Durante as diligências, os policiais encontraram aproximadamente 160 mil pés da planta ainda em fase de cultivo e outros 130 mil pés já colhidos, totalizando uma estimativa de cinco toneladas de maconha.
As investigações apontam que cerca de 15 pessoas trabalhavam no cultivo da droga. No local foram encontrados acampamentos improvisados utilizados pelos suspeitos, além de utensílios domésticos e uma panela de feijão ainda sobre o fogo, indicando que o grupo abandonou a área às pressas ao perceber a aproximação das equipes policiais.
Para dimensionar a extensão da plantação, a Polícia Civil utilizou drones e aeronaves que sobrevoaram a região durante a operação.
Os suspeitos conseguiram fugir antes da chegada dos agentes e seguem sendo procurados. Parte da plantação foi destruída e incinerada ainda no local, conforme os protocolos adotados pela Polícia Civil.

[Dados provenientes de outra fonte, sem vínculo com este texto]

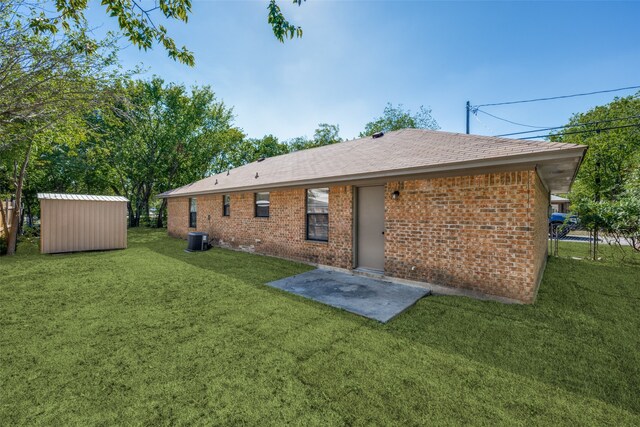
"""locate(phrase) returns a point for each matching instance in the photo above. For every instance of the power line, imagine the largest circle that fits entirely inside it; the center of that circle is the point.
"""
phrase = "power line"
(476, 110)
(582, 131)
(558, 97)
(570, 126)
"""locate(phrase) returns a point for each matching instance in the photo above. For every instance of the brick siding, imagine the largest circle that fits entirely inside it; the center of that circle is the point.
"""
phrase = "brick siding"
(480, 232)
(282, 234)
(486, 233)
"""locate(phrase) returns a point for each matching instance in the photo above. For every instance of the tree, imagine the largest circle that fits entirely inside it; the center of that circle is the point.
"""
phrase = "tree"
(137, 22)
(396, 118)
(47, 84)
(605, 192)
(157, 137)
(325, 134)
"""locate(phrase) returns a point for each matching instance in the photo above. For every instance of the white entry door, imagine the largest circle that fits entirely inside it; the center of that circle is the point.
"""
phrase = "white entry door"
(370, 228)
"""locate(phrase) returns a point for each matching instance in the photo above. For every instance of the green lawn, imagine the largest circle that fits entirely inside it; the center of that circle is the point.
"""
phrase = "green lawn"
(153, 335)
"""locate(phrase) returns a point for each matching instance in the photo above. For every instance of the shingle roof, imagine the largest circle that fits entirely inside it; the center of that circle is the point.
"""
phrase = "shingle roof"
(396, 153)
(84, 197)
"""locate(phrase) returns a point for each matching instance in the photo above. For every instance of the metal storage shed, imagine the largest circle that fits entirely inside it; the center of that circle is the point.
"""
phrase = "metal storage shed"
(79, 222)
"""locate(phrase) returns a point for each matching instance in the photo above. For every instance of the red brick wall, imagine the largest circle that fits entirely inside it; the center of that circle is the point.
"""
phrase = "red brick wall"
(485, 232)
(282, 234)
(482, 232)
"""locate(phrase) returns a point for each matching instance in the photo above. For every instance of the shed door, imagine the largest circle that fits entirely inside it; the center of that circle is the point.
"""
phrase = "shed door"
(371, 228)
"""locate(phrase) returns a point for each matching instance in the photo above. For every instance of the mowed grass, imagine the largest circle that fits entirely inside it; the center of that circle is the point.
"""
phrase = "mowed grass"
(156, 336)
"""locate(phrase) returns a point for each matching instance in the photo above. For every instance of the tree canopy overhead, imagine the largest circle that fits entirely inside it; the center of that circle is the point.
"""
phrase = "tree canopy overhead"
(606, 192)
(139, 21)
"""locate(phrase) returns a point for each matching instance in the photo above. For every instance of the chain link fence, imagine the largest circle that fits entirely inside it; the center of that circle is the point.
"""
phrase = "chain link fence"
(572, 231)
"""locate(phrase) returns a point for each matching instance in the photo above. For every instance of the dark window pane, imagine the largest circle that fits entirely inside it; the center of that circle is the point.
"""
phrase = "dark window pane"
(318, 214)
(193, 209)
(318, 227)
(262, 204)
(226, 204)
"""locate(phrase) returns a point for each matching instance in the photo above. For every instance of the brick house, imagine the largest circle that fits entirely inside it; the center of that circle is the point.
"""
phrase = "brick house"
(459, 210)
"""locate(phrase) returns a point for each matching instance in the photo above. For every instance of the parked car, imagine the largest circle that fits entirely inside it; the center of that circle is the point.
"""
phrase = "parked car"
(562, 223)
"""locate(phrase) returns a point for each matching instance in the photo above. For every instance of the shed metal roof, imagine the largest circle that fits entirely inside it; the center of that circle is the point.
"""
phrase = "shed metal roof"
(83, 197)
(397, 154)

Nesta sexta-feira, 26, novas equipes retornaram ao Sítio Panelas para realizar o levantamento fotográfico da área e providenciar o recolhimento do material apreendido, que será incorporado às investigações.

Esquema sofisticado
Além da dimensão da plantação, outro fator que chamou a atenção dos investigadores foi a estrutura montada para a produção da droga. No local, os policiais encontraram áreas cobertas utilizadas como estufas, destinadas ao cultivo e secagem da maconha, além de um esquema considerado sofisticado para o beneficiamento da produção. Também foram apreendidas máquinas e equipamentos empregados nas etapas de colheita, secagem, preparação e separação da droga, permitindo o processamento em diferentes fases antes da distribuição. Parte dos equipamentos era de fabricação importada, indicando um alto nível de investimento na estrutura criminosa e um modelo de produção em escala industrial.
Segundo a Polícia Civil, as diligências continuam com o objetivo de identificar e localizar todos os envolvidos na estrutura criminosa responsável pelo cultivo da droga, considerada a maior já descoberta no Ceará.